3. Communities of Color. Despite valiant efforts, neither Walsh nor Connolly broke 75 votes in any precinct of Wards 8,11, 12, or 14. Nor in most precincts of wards 9, 10, 17, and 18. This entire region — maybe 25% of the City — now stands up for grabs, with no obvious inclination in either man’s direction.

That said, John Barros should be on John Connolly’s first-call list right now, and Felix Arroyo on Marty Walsh’s. The supporters of each have a natural place in these respective campaigns. Charlotte Golar-Richie’s support, however, is the prize — and the mystery. Her agenda fits, more or less, with both Walsh’s and Connolly’s.

4. School Transformation. It was Connolly’s mantra, and it carried a lot of weight. But not enough. As Walsh well said on election night, “I am not the one-issue candidate in this election !” Connolly should immediately, if not sooner, grab the administrative reform issue that made Dan Conley a serious contender. Connolly should in particular pick up Conley’s brilliant series of neighborhood brochures listing specific administrative reforms, most of which hit the bulls-eye. Conley and Connolly are natural allies. If Connolly hasn’t called Dan already, he should do so NOW.
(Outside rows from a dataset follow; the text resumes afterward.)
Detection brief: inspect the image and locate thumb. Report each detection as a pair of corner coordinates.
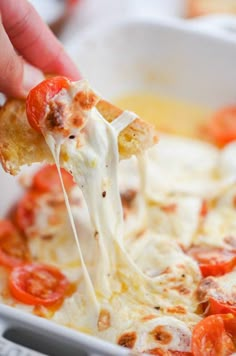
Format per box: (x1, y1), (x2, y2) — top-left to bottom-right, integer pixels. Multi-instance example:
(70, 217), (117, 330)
(0, 18), (44, 98)
(22, 61), (45, 97)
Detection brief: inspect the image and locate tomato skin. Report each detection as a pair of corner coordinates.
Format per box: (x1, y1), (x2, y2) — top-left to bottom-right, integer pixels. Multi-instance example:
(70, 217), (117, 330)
(9, 264), (69, 306)
(188, 246), (236, 277)
(204, 106), (236, 147)
(145, 349), (192, 356)
(0, 220), (29, 268)
(32, 165), (75, 193)
(26, 76), (70, 132)
(170, 353), (192, 356)
(207, 297), (236, 317)
(192, 314), (236, 356)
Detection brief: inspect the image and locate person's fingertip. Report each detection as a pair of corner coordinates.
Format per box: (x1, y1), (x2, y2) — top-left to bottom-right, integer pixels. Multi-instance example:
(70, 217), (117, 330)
(22, 62), (45, 96)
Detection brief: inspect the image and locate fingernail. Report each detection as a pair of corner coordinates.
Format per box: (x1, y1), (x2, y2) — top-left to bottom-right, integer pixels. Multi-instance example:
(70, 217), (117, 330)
(22, 62), (45, 96)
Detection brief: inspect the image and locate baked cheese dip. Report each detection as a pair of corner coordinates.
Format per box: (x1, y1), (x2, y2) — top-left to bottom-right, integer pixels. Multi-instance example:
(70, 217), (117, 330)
(1, 77), (236, 355)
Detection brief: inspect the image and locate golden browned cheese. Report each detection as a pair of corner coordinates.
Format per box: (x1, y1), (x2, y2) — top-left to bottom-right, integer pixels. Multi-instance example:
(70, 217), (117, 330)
(117, 331), (137, 348)
(0, 95), (157, 175)
(97, 309), (111, 331)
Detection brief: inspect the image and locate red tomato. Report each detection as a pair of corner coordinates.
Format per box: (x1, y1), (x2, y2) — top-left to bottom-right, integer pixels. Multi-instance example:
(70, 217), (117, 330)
(188, 246), (236, 277)
(192, 314), (236, 356)
(170, 353), (192, 356)
(207, 297), (236, 317)
(16, 190), (40, 233)
(32, 165), (75, 193)
(9, 264), (69, 306)
(0, 220), (29, 268)
(204, 107), (236, 147)
(26, 76), (70, 132)
(145, 349), (192, 355)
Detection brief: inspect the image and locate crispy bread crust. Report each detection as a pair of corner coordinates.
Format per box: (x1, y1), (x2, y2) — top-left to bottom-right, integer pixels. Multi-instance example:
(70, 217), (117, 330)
(0, 100), (53, 175)
(97, 100), (158, 159)
(0, 98), (158, 175)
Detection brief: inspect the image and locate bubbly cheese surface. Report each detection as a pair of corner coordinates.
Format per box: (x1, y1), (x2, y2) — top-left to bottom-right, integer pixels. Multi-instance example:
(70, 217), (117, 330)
(10, 83), (236, 353)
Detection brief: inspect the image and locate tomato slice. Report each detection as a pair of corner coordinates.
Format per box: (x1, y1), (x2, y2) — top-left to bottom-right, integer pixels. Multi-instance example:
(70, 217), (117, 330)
(192, 314), (236, 356)
(207, 297), (236, 317)
(203, 106), (236, 147)
(188, 246), (236, 277)
(26, 76), (70, 132)
(16, 190), (40, 233)
(9, 264), (69, 306)
(0, 220), (29, 268)
(146, 349), (192, 355)
(32, 165), (75, 193)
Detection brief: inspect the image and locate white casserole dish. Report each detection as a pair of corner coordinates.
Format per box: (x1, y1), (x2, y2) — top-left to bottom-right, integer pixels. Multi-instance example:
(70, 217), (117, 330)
(1, 17), (236, 355)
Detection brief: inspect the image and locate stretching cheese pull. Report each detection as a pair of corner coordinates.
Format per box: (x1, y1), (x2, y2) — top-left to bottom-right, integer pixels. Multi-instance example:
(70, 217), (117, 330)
(0, 78), (203, 352)
(0, 77), (157, 175)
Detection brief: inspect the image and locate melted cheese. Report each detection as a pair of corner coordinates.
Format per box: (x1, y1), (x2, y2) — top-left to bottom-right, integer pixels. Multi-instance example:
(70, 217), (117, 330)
(30, 80), (201, 351)
(134, 317), (192, 352)
(145, 134), (219, 200)
(14, 81), (236, 352)
(198, 270), (236, 305)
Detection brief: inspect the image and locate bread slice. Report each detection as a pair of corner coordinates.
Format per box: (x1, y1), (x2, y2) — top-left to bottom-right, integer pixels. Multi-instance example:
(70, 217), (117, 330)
(96, 100), (158, 158)
(0, 97), (158, 175)
(186, 0), (236, 17)
(0, 99), (53, 175)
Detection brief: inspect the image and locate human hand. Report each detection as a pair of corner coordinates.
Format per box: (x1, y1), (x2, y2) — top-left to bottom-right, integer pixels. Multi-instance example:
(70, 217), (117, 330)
(0, 0), (80, 98)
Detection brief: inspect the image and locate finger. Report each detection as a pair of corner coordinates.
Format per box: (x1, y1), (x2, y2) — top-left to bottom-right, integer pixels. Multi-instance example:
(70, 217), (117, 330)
(0, 19), (44, 98)
(0, 0), (80, 80)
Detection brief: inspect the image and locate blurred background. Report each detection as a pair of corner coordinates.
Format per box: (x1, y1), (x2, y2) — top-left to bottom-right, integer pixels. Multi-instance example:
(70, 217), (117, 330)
(28, 0), (236, 42)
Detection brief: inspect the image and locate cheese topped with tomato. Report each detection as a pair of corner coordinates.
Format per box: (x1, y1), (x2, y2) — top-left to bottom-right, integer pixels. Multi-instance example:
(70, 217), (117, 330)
(2, 78), (236, 354)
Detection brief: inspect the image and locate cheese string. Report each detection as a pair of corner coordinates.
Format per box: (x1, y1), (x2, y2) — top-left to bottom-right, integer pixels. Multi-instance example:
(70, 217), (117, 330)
(45, 134), (100, 314)
(43, 98), (156, 310)
(137, 152), (148, 227)
(111, 111), (137, 134)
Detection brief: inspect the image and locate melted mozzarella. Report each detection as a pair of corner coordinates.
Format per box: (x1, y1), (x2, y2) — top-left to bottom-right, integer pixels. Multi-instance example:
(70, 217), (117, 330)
(148, 196), (202, 247)
(16, 81), (236, 351)
(40, 84), (203, 346)
(219, 142), (236, 180)
(216, 270), (236, 297)
(198, 185), (236, 247)
(198, 270), (236, 305)
(135, 317), (192, 352)
(145, 134), (219, 200)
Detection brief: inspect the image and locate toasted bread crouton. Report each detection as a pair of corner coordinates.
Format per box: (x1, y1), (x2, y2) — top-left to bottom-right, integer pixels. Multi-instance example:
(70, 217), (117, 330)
(0, 99), (53, 175)
(0, 94), (157, 175)
(97, 100), (158, 159)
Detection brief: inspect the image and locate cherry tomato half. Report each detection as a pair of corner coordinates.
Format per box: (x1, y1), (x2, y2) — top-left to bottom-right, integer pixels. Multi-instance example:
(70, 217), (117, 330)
(188, 246), (236, 277)
(0, 220), (29, 268)
(9, 263), (69, 306)
(207, 297), (236, 317)
(203, 106), (236, 147)
(192, 314), (236, 356)
(32, 165), (75, 193)
(26, 76), (70, 132)
(146, 349), (192, 355)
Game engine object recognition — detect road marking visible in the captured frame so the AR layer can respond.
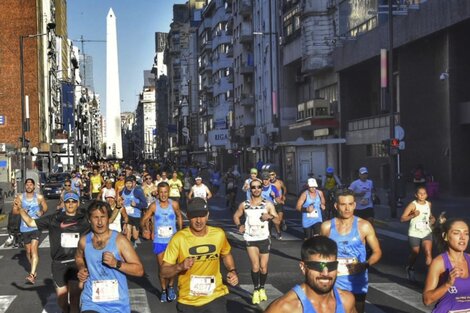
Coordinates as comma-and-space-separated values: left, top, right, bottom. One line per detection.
239, 284, 283, 311
129, 288, 151, 313
375, 228, 408, 241
0, 256, 3, 260
39, 235, 50, 248
0, 295, 16, 313
369, 282, 428, 312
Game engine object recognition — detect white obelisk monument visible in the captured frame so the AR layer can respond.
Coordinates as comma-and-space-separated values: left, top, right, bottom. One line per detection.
106, 8, 123, 159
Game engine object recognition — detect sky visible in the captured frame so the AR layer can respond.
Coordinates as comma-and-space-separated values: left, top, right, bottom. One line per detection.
67, 0, 184, 113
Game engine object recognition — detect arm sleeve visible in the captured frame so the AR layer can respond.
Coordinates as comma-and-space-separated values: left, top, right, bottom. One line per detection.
134, 188, 148, 209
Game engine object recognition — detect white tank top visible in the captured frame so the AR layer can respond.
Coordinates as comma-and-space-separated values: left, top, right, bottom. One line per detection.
109, 207, 122, 233
243, 200, 270, 242
408, 200, 432, 238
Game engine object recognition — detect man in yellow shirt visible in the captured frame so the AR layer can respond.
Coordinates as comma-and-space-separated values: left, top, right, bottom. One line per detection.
89, 167, 104, 200
168, 171, 183, 202
161, 198, 238, 312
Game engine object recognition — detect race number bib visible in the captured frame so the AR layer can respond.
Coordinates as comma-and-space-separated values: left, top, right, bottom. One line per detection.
60, 233, 79, 248
190, 275, 215, 296
248, 225, 264, 237
337, 257, 359, 276
306, 209, 319, 218
125, 206, 134, 215
157, 226, 173, 238
415, 221, 428, 230
92, 279, 119, 302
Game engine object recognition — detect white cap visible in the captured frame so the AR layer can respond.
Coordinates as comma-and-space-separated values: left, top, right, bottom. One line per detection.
307, 178, 318, 188
104, 189, 116, 199
359, 167, 368, 174
195, 176, 202, 180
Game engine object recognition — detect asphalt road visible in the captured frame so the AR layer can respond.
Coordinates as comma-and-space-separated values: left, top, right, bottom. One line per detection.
0, 191, 456, 313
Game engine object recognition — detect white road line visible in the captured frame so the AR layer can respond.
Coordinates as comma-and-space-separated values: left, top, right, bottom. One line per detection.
375, 228, 408, 241
129, 288, 151, 313
369, 282, 428, 312
0, 295, 16, 313
239, 284, 283, 311
39, 235, 50, 248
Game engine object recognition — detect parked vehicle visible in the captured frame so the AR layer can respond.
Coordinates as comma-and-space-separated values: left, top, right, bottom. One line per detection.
43, 173, 71, 199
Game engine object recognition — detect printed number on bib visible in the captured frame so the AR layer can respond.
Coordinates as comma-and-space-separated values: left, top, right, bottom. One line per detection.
189, 275, 215, 296
337, 257, 359, 276
61, 233, 80, 248
125, 206, 134, 215
157, 226, 173, 238
92, 279, 119, 302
5. Unions. Huge, football fan-like support from union activists gave Marty Walsh a big Primary day field force. They got their vote to the polls. Nonetheless, Union support is not a strength for Walsh going forward. Labor activists can get 20,000 voters to the polls. They cannot get the 80,000 or so which will likely be needed to win in November. Unions generate strong opposition even in progressive Boston. No one liked the pressure the Firemen brought to bear on the City budget at their contract time; and the Big Dig, albeit an economic boon, is not forgotten for huge cost overruns in part generated by Union wages. Personally, I have no problem at all with union wages; hard working people deserve great pay. But the Unions that negotiate such pay often use tactics that alienate large swaths of people — who do not forget. Walsh needs badly to convince those who did not vote for him that he is not Walter Reuther.
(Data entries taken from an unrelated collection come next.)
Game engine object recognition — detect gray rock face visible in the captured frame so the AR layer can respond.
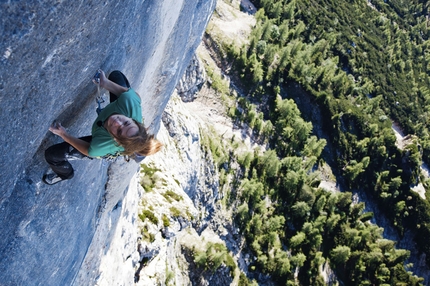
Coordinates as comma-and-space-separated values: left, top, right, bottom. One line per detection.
176, 54, 207, 102
0, 0, 215, 285
134, 92, 223, 285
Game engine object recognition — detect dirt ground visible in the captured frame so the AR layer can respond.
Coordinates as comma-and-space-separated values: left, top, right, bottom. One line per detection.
186, 0, 259, 152
206, 0, 255, 47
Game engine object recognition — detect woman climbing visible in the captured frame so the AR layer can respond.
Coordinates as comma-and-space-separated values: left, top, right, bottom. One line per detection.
42, 70, 163, 185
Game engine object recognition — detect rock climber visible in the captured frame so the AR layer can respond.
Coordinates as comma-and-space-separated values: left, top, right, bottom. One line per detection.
42, 70, 163, 185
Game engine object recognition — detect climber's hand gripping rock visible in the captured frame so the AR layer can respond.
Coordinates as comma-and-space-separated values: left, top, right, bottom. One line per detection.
49, 121, 67, 137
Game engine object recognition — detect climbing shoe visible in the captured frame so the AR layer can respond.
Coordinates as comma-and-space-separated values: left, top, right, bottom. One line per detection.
42, 173, 65, 185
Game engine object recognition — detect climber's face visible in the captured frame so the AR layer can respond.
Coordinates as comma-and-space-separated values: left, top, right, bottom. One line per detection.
106, 114, 139, 138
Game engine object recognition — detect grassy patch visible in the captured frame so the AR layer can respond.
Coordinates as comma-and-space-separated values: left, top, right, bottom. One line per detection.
140, 163, 163, 192
140, 162, 161, 176
205, 65, 230, 95
200, 127, 230, 167
185, 208, 194, 220
174, 178, 181, 186
140, 224, 155, 243
170, 206, 182, 218
139, 209, 159, 225
162, 190, 183, 203
162, 214, 170, 227
193, 242, 237, 276
165, 269, 174, 285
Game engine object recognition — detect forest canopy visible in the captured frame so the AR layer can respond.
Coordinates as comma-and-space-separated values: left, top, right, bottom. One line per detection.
205, 0, 430, 284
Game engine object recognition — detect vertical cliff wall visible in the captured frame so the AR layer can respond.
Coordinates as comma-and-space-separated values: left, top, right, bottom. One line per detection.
0, 0, 215, 285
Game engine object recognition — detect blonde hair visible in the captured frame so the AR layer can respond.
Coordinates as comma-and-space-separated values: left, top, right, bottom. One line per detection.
111, 119, 163, 156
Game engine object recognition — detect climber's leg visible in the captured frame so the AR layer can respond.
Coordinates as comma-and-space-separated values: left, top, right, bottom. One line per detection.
43, 136, 92, 184
108, 71, 131, 103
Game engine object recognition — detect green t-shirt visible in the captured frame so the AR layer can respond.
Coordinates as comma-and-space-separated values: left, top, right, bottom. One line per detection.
88, 88, 142, 158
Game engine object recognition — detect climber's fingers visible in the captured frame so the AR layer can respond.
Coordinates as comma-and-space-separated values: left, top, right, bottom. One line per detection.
49, 122, 66, 137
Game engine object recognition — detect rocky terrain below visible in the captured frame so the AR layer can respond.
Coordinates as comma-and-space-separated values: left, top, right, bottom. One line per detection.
95, 0, 430, 284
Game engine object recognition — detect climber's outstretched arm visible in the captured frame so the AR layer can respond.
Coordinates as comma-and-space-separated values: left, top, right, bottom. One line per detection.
98, 70, 129, 97
49, 123, 90, 156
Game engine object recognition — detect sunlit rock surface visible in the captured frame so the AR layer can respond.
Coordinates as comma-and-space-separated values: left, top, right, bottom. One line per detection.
176, 54, 206, 102
0, 0, 215, 285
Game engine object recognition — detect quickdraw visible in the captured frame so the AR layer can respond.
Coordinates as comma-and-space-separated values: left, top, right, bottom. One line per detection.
96, 84, 105, 115
94, 70, 105, 115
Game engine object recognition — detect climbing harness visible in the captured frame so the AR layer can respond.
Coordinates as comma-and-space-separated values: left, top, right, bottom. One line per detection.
97, 152, 145, 164
99, 151, 122, 162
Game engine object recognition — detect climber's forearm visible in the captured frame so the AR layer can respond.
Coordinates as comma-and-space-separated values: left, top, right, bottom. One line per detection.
61, 133, 90, 156
49, 123, 90, 156
101, 78, 129, 97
That said, the construction workers and the Firemen at least have strong ties to Boston people, ties that remain, at least in part, because these Unions are led by shrewd political leaders (of whom Walsh himself was one). The same cannot be said of the Boston Teachers Union (BTU). It endorsed two losing candidates — Felix Arroyo, justifiably; Rob Consalvo much less so — and now stands out in the cold. Neither Connolly nor Walsh are likely to enact the BTU’s agenda, especially its opposition to charter schools — schools backed by a huge majority of Boston voters — a meaningful longer school day, giving principals power to choose their teachers, or the seniority rules that caused 2012’s “teacher of the year’ to be laid off because he was junior in time on the job. Had the BTU acted shrewdly — by endorsing Connolly, for making the schools a prime issue, saying something like “we differ with Connolly on how, but we agree with him on the need for reform” — it would now be in a strong position to see some of its agenda included in the Connolly package. Didn’t happen.
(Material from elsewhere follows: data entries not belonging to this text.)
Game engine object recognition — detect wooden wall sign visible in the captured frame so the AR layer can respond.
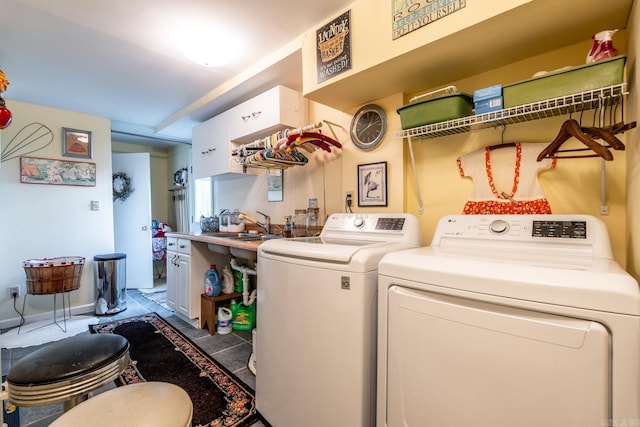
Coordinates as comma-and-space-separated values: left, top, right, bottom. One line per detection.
316, 10, 352, 84
392, 0, 466, 40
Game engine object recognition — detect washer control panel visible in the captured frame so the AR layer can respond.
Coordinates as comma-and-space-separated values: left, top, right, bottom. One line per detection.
321, 213, 421, 244
324, 213, 410, 233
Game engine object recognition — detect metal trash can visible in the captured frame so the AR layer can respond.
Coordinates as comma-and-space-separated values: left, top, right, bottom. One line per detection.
94, 253, 127, 315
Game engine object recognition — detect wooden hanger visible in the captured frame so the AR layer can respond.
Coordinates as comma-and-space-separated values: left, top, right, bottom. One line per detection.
487, 124, 517, 150
608, 121, 637, 135
537, 119, 614, 161
582, 126, 625, 150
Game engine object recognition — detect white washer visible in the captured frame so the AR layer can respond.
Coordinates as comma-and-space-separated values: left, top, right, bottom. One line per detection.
256, 213, 422, 427
377, 214, 640, 427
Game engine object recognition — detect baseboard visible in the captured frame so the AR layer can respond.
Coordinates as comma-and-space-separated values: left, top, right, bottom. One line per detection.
0, 303, 95, 330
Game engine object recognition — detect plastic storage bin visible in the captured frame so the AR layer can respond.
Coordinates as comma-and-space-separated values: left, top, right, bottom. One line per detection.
397, 86, 473, 129
503, 55, 626, 107
94, 253, 127, 315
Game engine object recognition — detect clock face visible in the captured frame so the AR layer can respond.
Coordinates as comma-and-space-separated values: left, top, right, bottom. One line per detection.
350, 104, 387, 150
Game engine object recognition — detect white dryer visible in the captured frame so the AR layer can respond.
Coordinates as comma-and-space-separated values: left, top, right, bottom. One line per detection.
257, 213, 421, 427
377, 214, 640, 427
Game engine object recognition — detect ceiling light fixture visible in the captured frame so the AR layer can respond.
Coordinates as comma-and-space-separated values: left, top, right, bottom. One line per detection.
176, 23, 240, 67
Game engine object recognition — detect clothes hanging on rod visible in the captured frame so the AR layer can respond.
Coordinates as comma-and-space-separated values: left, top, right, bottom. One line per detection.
458, 142, 556, 214
236, 121, 343, 170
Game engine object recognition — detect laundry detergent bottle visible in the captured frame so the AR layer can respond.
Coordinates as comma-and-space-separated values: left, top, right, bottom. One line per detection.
205, 264, 221, 297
6. A majority of the November winner’s vote will come from people who DID NOT vote for him yesterday. How does a candidate win the votes of those who did not choose him first ? One principle cries out : these voters will now vote for the candidate they DIS-like less. Thus the need that I presented earlier, to run a negative campaign; to DIFFER with the opponent, passionately. And there is plenty to differ with, for both Connolly and Walsh. Plenty on many fronts.

—- —- —-

A Final word from me : the campaign trend that I most reject is already developing : both campaigns are becoming institutionalized. Television theater. Connolly’s already had done so. Now Walsh’s too. This I hate. It makes the campaigns look phony and sound plastic. We have enough Plastic Men in our politics. I do not want to see Walsh or Connolly standing on a stage with an American flag behind them, like a President — which they aren’t — and what looks like a diversity audience at an Oprah show. Diversity is wonderful, but in such calculated displays it looks like window dressing. Let’s see Connolly or Walsh on stage by themselves, with no flags or fooforaw, just them, speaking to us all out in the crowd, on the street like a jury of 175,000.